Hay que hacer el desayuno, hay que levantar a los niños, hay que estar en condiciones para ir al trabajo y, si no lo tengo, hay que intentar encontrarlo, hay que ordenar y limpiar, más o menos, la casa

A veces hay que ir a comprar. Si comemos en casa, preparar la comida y si no, preparar, al menos la cena.

Si vemos un rato la tele o dedicamos un rato a la lectura, hasta volver otra vez a sumergirnos en el sueño de cada día, de cada noche.

Esto que acabo de describir, tan trivial, yo lo considero como la grandísima dignidad que para Dios posee cada día de nuestra vida.

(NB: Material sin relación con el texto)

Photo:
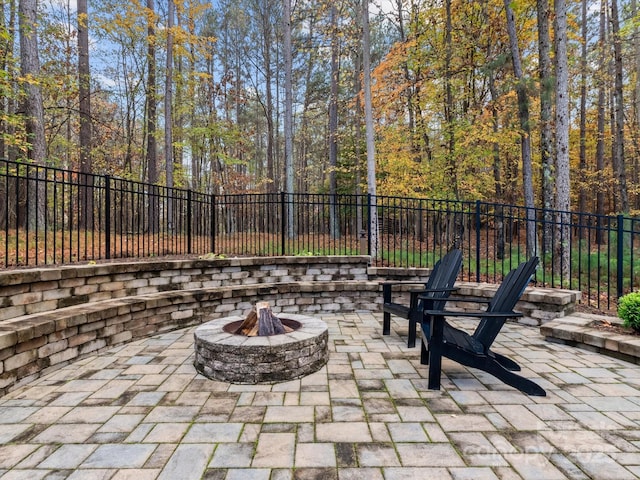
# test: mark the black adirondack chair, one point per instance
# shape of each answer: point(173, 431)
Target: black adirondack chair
point(440, 339)
point(434, 291)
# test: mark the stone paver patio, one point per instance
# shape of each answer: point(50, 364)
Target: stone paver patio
point(141, 412)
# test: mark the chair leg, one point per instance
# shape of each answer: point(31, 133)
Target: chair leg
point(386, 323)
point(506, 362)
point(516, 381)
point(411, 341)
point(435, 352)
point(424, 352)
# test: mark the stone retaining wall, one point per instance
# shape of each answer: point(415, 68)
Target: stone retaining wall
point(51, 316)
point(25, 292)
point(32, 344)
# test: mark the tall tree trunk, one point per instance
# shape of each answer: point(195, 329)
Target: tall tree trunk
point(618, 158)
point(288, 117)
point(546, 133)
point(448, 103)
point(369, 132)
point(151, 156)
point(84, 92)
point(30, 69)
point(636, 52)
point(582, 196)
point(563, 204)
point(333, 122)
point(525, 136)
point(600, 143)
point(33, 108)
point(168, 111)
point(273, 184)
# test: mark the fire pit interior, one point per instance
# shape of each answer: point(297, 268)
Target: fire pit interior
point(221, 353)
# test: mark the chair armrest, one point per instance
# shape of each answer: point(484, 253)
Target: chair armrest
point(434, 290)
point(399, 282)
point(462, 298)
point(444, 313)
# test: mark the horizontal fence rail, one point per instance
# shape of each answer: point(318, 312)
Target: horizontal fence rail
point(51, 216)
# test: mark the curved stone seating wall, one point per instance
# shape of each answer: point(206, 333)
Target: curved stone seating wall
point(25, 292)
point(51, 316)
point(32, 344)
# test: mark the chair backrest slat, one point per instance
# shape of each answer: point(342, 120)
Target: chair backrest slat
point(443, 276)
point(504, 300)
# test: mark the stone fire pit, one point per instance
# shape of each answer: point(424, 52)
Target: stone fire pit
point(225, 356)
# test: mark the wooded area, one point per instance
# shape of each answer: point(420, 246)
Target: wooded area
point(518, 102)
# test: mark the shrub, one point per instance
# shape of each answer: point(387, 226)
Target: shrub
point(629, 310)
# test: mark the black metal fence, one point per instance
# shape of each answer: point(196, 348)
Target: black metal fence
point(55, 216)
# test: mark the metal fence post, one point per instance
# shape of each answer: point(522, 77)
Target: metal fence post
point(478, 227)
point(107, 216)
point(213, 223)
point(620, 255)
point(368, 224)
point(189, 219)
point(283, 227)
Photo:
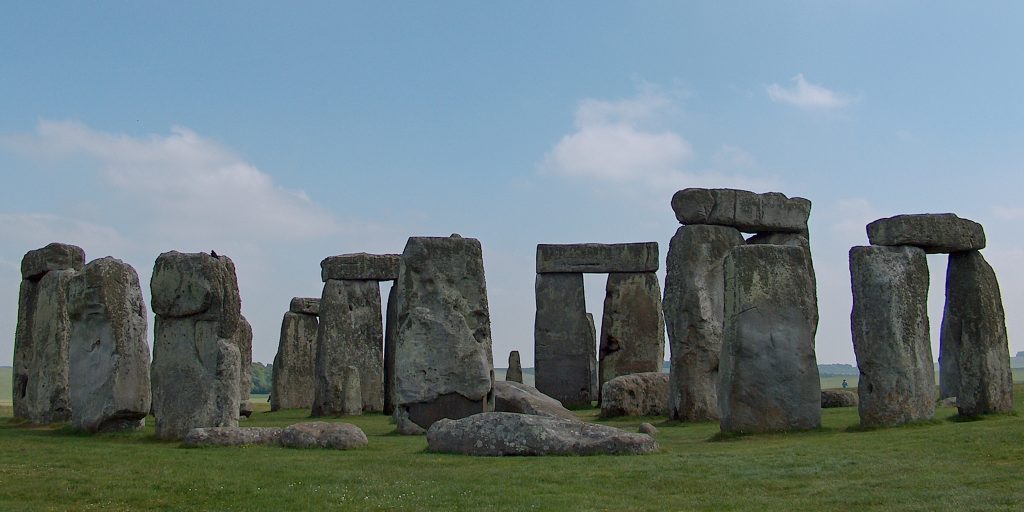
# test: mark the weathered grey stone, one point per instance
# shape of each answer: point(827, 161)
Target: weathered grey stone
point(41, 354)
point(513, 396)
point(360, 266)
point(323, 435)
point(935, 232)
point(694, 309)
point(636, 394)
point(514, 373)
point(304, 305)
point(890, 335)
point(563, 340)
point(974, 333)
point(510, 433)
point(443, 365)
point(109, 351)
point(597, 258)
point(52, 257)
point(743, 210)
point(633, 326)
point(350, 334)
point(769, 375)
point(231, 436)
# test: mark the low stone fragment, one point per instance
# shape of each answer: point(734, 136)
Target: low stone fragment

El motivo me parece tan impresionante y, a la vez sencillo, como que es, casi exactamente, la misma vida a la que quiso someterse Dios hecho Hombre, Jesucristo, durante la mayor parte de su existencia en este mundo.

No quiso vivir en un grandioso palacio, personaje de grandes actos protocolarios y recibiendo a altas autoridades, porque sabía perfectamente que la mayor gloria que podía dar a Dios era ofrecerle su levantarse cada día, su desayuno, su ayudar en casa, su educación, su ir a comprar esto o lo otro, su estar con sus familiares y amigos, su trabajo, su último beso del día a su padre y a su Madre de “hasta mañana”.  Así lo confirmó en varias ocasiones Dios Padre, llamándole mi “hijo predilecto, mi hijo preferido”. Y además, ni más ni menos, dijo “en quien tengo mis complacencias”.

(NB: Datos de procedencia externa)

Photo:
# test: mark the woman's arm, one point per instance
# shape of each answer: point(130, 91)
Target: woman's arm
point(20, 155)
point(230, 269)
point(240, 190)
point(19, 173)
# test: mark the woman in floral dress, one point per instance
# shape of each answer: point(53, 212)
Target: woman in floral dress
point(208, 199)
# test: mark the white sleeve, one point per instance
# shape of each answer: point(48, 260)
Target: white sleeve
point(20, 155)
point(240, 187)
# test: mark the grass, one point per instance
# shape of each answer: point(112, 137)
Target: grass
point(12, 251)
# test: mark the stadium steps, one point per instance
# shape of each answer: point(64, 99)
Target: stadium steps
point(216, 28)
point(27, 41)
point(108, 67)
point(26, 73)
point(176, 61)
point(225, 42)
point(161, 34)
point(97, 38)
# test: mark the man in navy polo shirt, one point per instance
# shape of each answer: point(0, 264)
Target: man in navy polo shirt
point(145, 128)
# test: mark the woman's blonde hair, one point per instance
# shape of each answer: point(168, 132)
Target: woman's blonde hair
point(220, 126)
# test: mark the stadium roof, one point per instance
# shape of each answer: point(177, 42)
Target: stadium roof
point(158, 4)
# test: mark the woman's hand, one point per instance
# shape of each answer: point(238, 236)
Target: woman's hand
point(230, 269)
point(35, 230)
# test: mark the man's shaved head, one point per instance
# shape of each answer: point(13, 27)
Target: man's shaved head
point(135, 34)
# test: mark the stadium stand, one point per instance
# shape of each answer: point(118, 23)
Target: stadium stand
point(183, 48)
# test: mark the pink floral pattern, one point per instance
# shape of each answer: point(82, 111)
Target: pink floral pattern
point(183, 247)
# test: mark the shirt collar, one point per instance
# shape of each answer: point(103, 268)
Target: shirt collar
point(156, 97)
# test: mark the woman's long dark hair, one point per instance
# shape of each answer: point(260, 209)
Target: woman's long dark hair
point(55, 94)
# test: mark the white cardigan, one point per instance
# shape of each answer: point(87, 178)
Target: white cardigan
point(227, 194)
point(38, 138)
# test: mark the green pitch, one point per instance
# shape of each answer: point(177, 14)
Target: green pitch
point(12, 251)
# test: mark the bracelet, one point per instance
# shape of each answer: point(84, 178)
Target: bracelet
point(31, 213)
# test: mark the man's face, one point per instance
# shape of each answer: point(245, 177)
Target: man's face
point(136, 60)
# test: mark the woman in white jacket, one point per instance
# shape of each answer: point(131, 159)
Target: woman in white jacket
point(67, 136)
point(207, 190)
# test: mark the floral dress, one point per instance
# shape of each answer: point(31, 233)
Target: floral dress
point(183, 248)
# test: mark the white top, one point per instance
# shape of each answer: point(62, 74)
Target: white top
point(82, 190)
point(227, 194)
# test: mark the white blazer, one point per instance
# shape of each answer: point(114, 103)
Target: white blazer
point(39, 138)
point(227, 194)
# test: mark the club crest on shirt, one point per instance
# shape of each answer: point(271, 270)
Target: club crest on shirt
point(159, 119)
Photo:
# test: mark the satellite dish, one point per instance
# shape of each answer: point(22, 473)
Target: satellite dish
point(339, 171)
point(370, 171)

Pero Él, haciéndolo así, nos ha enseñado un truco y, no poco importante, y es que cada cosa que hacía, hasta las más pequeñas, daban Gloria a Dios y, por lo tanto, manifestaba su dignidad.

Al hacerlo así, podemos aprender que en cada cosa pequeña nuestra del día a día también podemos manifestar la grandísima dignidad de Dios. Verdaderamente vale la pena levantarse cada día, aunque nuestro frágil cuerpo nos pida un poquito más de sueño.